Et surtout ne jamais oublier ces deux ultimes secrets de la chance. Le premier nous a été donné par Pierre Doré, le fondateur de l’Institut Européen du Leadership : “la meilleure façon pour atteindre ses objectifs dans la vie, c’est d’aider ceux dont on a besoin à atteindre les leurs”.
Ce qui nous conduit tout naturellement au deuxième, qui veut que “la façon la plus efficace de rencontrer régulièrement des opportunités, c’est encore d’en être une soi-même”. ■
LA CRISE DE CARRIÈRE : UNE CHANCE?
L’attitude première dans une crise de carrière est souvent d’en craindre les conséquences, de la considérer comme un coup du sort ou une mauvais passe…
Ce n’est pourtant qu’une question de point de vue… Car quelle qu’en soient la cause et les circonstances, toute crise de carrière offre une chance de quelque chose, constitue une opportunité pour qui sait la voir et la saisir.
Le chanceux sera justement celui qui décidera de regarder la crise sous le bon angle et de s’appuyer sur les nouveautés de la situation pour se bâtir un projet.
Une séparation avec son entreprise est souvent pour un salarié l’opportunité de :
• se poser à un moment où il en avait besoin
• prendre du recul
• se poser des questions qu’il ne s’était jamais posées
• sortir des rails sur lesquels il roulait depuis trop longtemps
• prendre le temps de définir la suite de sa carrière
• s’approprier sa carrière et la prendre en main
• définir un projet de vie professionnelle plus conforme à sa vie personnelle
• se remettre en phase avec ses envies, ses besoins, ses valeurs
• trouver l’entreprise ou le statut dans lequel il se sentira bien
Une séparation est une autorisation. Autorisation de partir, de faire ce qu’on aime, de changer de métier, de créer son entreprise ou son emploi.Autant de projets que la sécurité du salariat empêchait d’entreprendre. D’ailleurs si de nombreux cadres licenciés se lancent dans un projet entrepreneurial auquel ils rêvaient depuis longtemps, bien rares sont ceux qui démissionnent pour créer leur entreprise.
Mais pour faire de la crise une circonstance favorable et la faire tourner du bon côté, il est essentiel de voir la situation présente de manière positive. Et de se projeter de manière constructive dans le futur, de se visualiser dans la réussite, de croire en sa chance.

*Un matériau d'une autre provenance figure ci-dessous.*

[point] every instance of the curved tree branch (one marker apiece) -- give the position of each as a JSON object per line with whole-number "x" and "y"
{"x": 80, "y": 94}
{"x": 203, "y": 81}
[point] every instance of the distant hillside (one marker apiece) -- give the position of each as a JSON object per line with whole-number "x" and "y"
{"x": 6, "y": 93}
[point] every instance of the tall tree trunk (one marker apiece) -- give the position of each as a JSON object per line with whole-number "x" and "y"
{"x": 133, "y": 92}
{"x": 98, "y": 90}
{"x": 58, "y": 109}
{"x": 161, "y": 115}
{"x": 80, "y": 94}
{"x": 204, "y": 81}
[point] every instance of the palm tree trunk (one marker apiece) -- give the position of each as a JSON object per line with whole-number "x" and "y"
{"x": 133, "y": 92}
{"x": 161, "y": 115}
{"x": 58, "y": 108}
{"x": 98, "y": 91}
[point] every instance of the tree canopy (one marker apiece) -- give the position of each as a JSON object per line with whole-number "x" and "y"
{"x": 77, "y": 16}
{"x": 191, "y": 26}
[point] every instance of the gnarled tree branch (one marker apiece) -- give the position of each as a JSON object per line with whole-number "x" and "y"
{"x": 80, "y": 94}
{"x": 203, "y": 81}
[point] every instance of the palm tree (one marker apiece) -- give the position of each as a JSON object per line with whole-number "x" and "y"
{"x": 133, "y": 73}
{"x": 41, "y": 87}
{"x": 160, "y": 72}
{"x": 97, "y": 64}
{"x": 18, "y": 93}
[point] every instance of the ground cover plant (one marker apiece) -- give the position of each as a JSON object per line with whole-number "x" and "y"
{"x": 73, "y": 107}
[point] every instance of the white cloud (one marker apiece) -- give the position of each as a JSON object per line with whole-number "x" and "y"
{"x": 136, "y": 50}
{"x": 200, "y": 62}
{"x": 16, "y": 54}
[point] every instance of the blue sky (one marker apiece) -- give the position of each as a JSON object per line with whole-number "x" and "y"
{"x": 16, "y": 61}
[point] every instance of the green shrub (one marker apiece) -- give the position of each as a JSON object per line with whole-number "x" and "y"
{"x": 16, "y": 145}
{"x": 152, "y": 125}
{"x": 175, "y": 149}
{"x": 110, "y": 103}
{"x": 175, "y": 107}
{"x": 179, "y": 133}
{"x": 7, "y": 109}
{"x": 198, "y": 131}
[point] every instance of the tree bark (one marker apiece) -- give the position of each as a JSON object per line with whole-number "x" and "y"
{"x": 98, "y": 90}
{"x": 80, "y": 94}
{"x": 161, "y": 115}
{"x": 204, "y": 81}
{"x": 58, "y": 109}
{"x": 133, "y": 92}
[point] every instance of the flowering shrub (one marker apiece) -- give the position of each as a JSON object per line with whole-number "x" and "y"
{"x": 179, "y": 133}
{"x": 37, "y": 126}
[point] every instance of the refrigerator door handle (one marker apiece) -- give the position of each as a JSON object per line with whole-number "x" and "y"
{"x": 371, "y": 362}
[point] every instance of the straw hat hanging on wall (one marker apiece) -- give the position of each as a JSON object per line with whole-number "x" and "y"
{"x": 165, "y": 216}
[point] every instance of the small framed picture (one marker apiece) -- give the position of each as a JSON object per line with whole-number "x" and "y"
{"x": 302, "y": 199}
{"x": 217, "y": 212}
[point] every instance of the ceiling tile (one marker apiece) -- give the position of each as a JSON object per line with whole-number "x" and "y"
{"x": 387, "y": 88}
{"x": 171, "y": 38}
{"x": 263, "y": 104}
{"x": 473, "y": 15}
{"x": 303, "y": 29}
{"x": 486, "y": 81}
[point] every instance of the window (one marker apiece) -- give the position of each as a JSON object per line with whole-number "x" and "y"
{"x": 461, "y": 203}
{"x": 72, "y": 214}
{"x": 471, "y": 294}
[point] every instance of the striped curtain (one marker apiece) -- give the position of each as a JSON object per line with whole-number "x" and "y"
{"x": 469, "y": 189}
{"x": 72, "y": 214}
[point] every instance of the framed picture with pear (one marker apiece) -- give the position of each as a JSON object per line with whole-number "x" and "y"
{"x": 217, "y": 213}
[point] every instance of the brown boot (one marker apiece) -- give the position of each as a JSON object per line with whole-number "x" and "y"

Car la chance fonctionne comme un acte de foi, comme un cercle vertueux qui s‘entretient de lui-même. Ceux dont on dit qu’ils ont de la chance, croient en eux-mêmes et dans leurs chances d’arriver à ce qu’ils veulent atteindre. Se voyant réussir, ils osent, et osant, ils réussissent.
La chance n’est pas une donnée du sort, c’est une posture psychologique. Ce qui s’avère particulièrement vrai quand on entreprend un projet. D’ailleurs l’expression populaire le dit : ce n’est pas l’audace qui réussit aux chanceux, mais la chance qui sourit aux audacieux.
Pour un cadre supérieur ou dirigeant, pouvoir vivre une séparation comme une opportunité dépend moins de sa situation que de son état d’esprit. De sa capacité à en parler de manière positive, à sourire et à s’ouvrir. De la confiance qu’il aura en lui même, en ses propres ressources comme en sa capacité à convaincre les autres.
Cette croyance positive se charge en énergie, se communique aux autres, et les autres vous la renvoient et vous fortifient.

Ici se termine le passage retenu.